I had an injected Blackbird - the 99 model which was the first year after carbs. It was generally acknowledged that a properly set up carbed version was 5-7 km/hr faster than mine but setting up carbs spot on and keeping them there took a bit of work. After that, it all got a bit muddy with emission controls and other mods so comparisons weren't valid.
From my understanding there are a fair few Carby SV650s being raced which do the business fine against the EFI models. Someone may put me wrong there as I haven't been to a nationals round in a few years due to work, family, travel etc.
All I know is that I've recently started working on the carbs for my NC30, seems a less exact science compared to my only comparable FI experience, which was assisting with dyno tuning a few cars on a Link ECU's. Seems like getting a bike running properly on carbs takes a lot of fiddling and above all experience, something I really don't have patience for . Doesn't help when there is 4 of the fucking things!
Down the line I hope to race an EFI bike of some description so I am looking forward to seeing how the turning works on a fuel injected bike as opposed to car. I imagine it is the same, add air, add fuel, add advance relative to throttle input = Power.

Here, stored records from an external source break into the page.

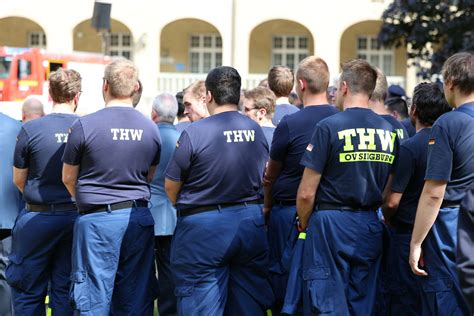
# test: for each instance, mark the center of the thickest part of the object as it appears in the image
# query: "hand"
(416, 260)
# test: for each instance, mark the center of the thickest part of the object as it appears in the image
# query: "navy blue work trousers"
(41, 254)
(341, 260)
(220, 262)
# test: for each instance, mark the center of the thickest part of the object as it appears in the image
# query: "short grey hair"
(165, 106)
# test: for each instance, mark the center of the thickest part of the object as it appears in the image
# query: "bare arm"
(172, 189)
(426, 213)
(19, 178)
(306, 195)
(390, 205)
(271, 174)
(151, 173)
(70, 174)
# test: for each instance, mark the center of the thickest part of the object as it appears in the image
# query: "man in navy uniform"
(110, 157)
(44, 256)
(281, 81)
(465, 254)
(400, 203)
(347, 164)
(284, 171)
(259, 105)
(377, 104)
(163, 113)
(10, 203)
(449, 173)
(219, 253)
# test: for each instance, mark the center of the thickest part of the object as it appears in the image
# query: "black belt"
(206, 208)
(335, 206)
(449, 204)
(403, 228)
(115, 206)
(51, 207)
(284, 202)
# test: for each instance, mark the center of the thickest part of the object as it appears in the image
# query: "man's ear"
(344, 88)
(302, 84)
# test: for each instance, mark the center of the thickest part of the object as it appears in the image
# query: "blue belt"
(207, 208)
(336, 206)
(115, 206)
(51, 207)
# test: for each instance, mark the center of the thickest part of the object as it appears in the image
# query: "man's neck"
(282, 100)
(120, 102)
(356, 101)
(64, 108)
(224, 108)
(419, 126)
(315, 99)
(266, 122)
(463, 99)
(378, 107)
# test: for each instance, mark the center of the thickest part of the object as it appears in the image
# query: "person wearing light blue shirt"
(164, 110)
(10, 203)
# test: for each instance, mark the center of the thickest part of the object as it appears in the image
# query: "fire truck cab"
(25, 72)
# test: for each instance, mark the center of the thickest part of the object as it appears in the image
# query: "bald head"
(32, 109)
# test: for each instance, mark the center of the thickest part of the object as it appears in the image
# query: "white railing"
(174, 82)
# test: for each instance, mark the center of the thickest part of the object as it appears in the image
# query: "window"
(289, 50)
(37, 39)
(368, 48)
(120, 44)
(205, 52)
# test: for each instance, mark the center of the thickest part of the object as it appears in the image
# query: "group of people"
(242, 201)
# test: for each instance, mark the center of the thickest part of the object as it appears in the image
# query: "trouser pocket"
(439, 297)
(17, 274)
(80, 292)
(321, 290)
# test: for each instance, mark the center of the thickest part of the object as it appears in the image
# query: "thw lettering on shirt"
(239, 136)
(61, 137)
(132, 134)
(364, 140)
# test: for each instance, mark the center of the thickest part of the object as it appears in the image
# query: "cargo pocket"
(440, 296)
(185, 300)
(17, 274)
(80, 293)
(321, 290)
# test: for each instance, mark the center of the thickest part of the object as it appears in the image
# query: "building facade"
(176, 42)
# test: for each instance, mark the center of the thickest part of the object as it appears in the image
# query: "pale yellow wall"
(370, 28)
(14, 31)
(260, 47)
(174, 41)
(87, 39)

I had a Kawasaki Fury 125, '08 and a Yamaha VegaForce I 115, '13. Not identical, but close in specification and the Fury had done about 25,000 km. I bought the Yamaha brand new. The Fury returned 49.67 mpg, 17.58 km/l, and the Vega Force I returned 110.18 mpg, 39 km/l.
Not a very scientific report, but I would say the figures show a clear advantage to the FI.
Both sold now pending return to NZ, (and hopefully a real bike again...)
"Statistics are used as a drunk uses lampposts - for support, not illumination."